Hayuta et Berl ont le malheur d’être la mémoire d’un pays amnésique, d’un Etat qui veut absolument aller de l’avant, et vite. Amir Manor nous décrit un pays où les anciens continuent de rêver alors que les modernes se sont résignés. Les pionniers morts, on en fait des statues, des noms de rues ou d’écoles, mais les pionniers encore en vie, comme ces deux vieux, qu’est-ce qu’on peut bien en faire ? Pas grand-chose, si on en croit ce que l’on voit à l’écran. Socialistes dans un pays capitaliste où la Coopérative est une chaîne de supermarchés, partisans de la main tendue dans une société individualiste, Hayuta et Berl ne sont plus en phase avec ce pays qu’ils avaient rêvé. Jusqu’à se sentir comme des poids aux pieds d’une communauté trop pressée pour les écouter. Le buste de Lénine prend la poussière sur les étagères et les livres des penseurs sionistes se bradent chez les bouquinistes. Le temps des kibboutzim est à présent bien loin, relégué au rang de folklore local.

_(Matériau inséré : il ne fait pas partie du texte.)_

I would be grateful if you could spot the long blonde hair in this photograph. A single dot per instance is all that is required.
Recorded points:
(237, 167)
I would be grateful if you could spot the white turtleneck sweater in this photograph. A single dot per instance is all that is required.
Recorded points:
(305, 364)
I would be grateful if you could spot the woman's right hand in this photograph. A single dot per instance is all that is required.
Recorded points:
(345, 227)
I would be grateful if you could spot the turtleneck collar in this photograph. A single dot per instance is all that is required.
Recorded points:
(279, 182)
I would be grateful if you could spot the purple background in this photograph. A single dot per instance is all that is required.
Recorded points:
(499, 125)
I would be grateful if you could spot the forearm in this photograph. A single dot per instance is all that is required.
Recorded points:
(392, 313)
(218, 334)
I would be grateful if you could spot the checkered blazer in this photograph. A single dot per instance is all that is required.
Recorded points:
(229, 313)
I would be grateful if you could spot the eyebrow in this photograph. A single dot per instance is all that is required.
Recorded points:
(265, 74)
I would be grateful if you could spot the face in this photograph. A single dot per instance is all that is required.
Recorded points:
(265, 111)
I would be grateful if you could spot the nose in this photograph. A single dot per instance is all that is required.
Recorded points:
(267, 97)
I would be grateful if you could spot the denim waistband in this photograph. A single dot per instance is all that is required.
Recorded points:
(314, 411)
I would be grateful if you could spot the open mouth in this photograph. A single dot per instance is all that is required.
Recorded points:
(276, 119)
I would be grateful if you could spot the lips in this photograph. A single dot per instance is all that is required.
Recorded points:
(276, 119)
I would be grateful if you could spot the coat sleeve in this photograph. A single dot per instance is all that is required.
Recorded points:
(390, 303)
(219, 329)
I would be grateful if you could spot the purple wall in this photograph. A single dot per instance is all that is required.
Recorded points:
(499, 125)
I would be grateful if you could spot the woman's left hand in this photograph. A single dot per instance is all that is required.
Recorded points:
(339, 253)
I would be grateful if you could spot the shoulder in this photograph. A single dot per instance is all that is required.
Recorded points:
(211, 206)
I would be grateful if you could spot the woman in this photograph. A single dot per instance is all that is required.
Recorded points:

Car le réalisateur n’est pas tendre avec son pays, selon lui traître à ses idéaux originels, leur préférant désormais l’économie et le profit. Comme tout militant cherchant à tout prix à convaincre son auditoire, il lui arrive parfois de forcer le trait au risque de perdre son attention. Hayuta et Berl ont la sensation de n’être rien de plus que des parasites ; utiliser le principe du champ / contrechamp dans leurs conversations avec les autres, choisir de ne pas les réunir dans le même cadre aurait été suffisant pour exprimer cet isolement et ce décalage. Mais le réalisateur veut que son message soit audible au risque de le rendre à certains moments assourdissant. Alors Berl se renseigne sur les différents pesticides permettant d’éliminer les parasites en les éloignant, alors une employée de l’administration leur impose une visite médicale dégradante les forçant notamment à se déshabiller, alors on brûle des livres pour pouvoir se chauffer.
Film en couleurs qui décline plutôt une centaine de nuances de gris, Epilogue ne se défera pas de l’atmosphère crépusculaire qui plane dès le commencement. Vitres cassées de l’immeuble, murs lézardés et rideaux défraîchis de l’appartement, tout préfigure la mort à venir. Un rayon de soleil n’aurait en rien porté atteinte au propos.